Tout au long du Moyen Age, le pimen, le claret sont cités :

    • dans la littérature, exemple avec Chrétien de Troyes (auteur de romans chevaleresques du XIIe siècle, notamment le très célèbre Perceval ou la quête du Graal) qui en fait boire à son héros Perceval.

    • dans les manuscrits de recettes de cuisine latin, exemple le Tractatus de Modo du XIIIe siècle

    • dans les règles de santé, exemple Arnau de Vilanova (théologien, médecin du XIVe siècle) recommande le pimen dans son Regiment de Sanitat (hygiène de vie).

Si le mot claret continue à être employé, avec des recettes spécifiques, le terme de pimen semble avoir ensuite disparu vers le XIVe siècle, au profit du mot hypocras.

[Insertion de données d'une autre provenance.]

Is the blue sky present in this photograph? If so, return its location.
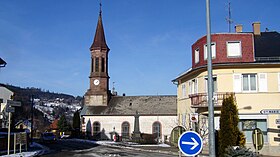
[0,0,280,96]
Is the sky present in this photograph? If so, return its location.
[0,0,280,96]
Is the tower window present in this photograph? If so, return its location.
[95,58,99,72]
[93,122,100,135]
[91,58,94,72]
[101,57,105,72]
[122,122,129,139]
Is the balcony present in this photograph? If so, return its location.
[189,92,235,108]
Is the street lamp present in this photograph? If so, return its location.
[206,0,216,157]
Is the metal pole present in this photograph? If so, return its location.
[206,0,216,157]
[255,129,259,155]
[30,95,34,144]
[6,111,11,155]
[14,133,17,154]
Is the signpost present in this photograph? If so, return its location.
[6,106,15,113]
[6,100,21,155]
[260,109,280,114]
[178,131,203,156]
[252,128,264,153]
[7,100,21,107]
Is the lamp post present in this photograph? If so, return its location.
[206,0,216,157]
[30,95,34,144]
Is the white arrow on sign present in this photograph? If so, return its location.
[182,137,199,150]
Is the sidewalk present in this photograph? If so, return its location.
[105,142,280,157]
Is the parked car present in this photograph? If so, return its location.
[41,132,56,142]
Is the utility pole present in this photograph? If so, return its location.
[30,94,34,144]
[206,0,216,157]
[226,1,233,33]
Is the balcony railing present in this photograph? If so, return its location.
[189,93,235,108]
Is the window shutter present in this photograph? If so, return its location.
[195,78,198,94]
[233,74,241,92]
[278,73,280,92]
[258,73,267,92]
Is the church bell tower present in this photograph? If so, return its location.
[84,3,110,106]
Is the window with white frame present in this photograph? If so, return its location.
[189,79,198,94]
[204,43,216,60]
[194,49,199,63]
[258,73,267,92]
[204,76,218,93]
[242,74,257,92]
[182,83,187,98]
[227,41,241,57]
[278,73,280,92]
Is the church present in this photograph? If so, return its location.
[80,5,178,142]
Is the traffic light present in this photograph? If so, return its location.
[190,113,198,123]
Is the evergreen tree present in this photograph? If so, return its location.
[73,111,81,130]
[219,95,240,156]
[57,114,69,132]
[72,111,81,137]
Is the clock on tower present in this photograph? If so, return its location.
[84,5,110,106]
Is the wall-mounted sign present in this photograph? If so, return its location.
[260,109,280,114]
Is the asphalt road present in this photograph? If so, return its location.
[37,140,176,157]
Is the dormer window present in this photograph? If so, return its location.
[194,48,199,64]
[204,43,216,60]
[227,41,242,57]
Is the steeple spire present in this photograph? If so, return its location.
[99,0,102,16]
[90,0,110,51]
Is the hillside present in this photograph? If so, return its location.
[0,84,82,131]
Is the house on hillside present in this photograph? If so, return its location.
[15,120,31,133]
[80,4,177,142]
[173,22,280,152]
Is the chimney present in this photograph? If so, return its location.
[252,22,261,35]
[235,25,242,33]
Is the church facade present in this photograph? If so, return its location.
[80,5,178,142]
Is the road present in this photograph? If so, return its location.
[37,140,176,157]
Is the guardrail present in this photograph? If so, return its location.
[189,92,235,108]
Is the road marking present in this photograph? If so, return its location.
[182,137,199,150]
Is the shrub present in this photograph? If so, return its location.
[218,95,240,156]
[224,146,257,157]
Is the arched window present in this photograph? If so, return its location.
[122,122,129,139]
[92,122,100,135]
[153,122,161,138]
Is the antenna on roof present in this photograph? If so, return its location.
[226,1,233,33]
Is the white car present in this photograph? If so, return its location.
[41,132,56,142]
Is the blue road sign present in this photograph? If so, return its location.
[178,131,203,156]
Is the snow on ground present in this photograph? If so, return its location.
[0,139,170,157]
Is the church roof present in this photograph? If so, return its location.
[81,95,177,116]
[90,11,109,50]
[254,32,280,57]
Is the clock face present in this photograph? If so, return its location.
[93,79,100,86]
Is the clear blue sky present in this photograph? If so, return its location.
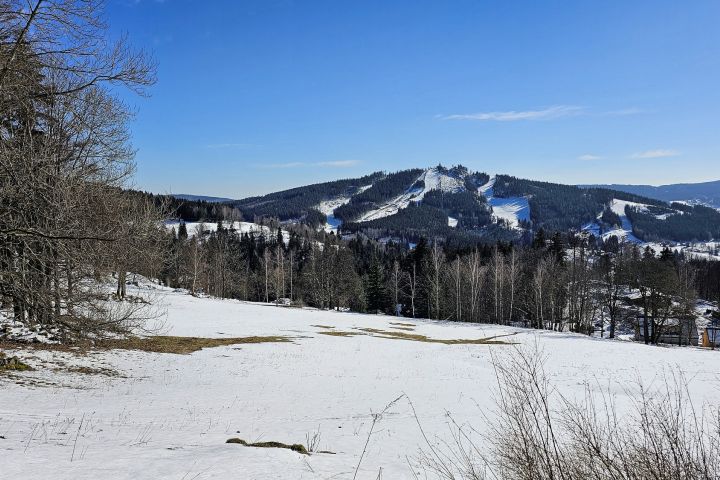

Arnau de Vilanova, cité plus haut, qui a écrit en 1307 Regiment de sanitat, cite Ipocras et donne également une recette de pimen. Il a enseigné à Montpellier. Les historiens s’accordent à supposer qu’un épicier (vendeur d’épices de l’époque) de Montpellier, parlant catalan et excellent commerçant, aurait rebaptisé le pimen en Ipocras ou ypocras (orthographes les plus anciennes), en référence à Hippocrate, confirmant ainsi nettement l’orientation médicinal du vin épicé. On aurait là un beau coup marketing avant l’heure !

Tout le monde n’a pas les moyens d’avoir une cave personnelle. Ce qui veut dire que « dès potron-minet, on descend à la taverne pour prendre le petit déjeuner ». Un petit déjeuner composé de soupe (un bouillon de légume et de viande), de pain, le tout arrosé de vin.

Dans les classes populaires, le vin est bu à la bouteille ou alors, la famille se partage un gobelet. Tout le monde boit du vin, même les enfants. Et ce, jusqu’au XIXe siècle, voire début du XXe.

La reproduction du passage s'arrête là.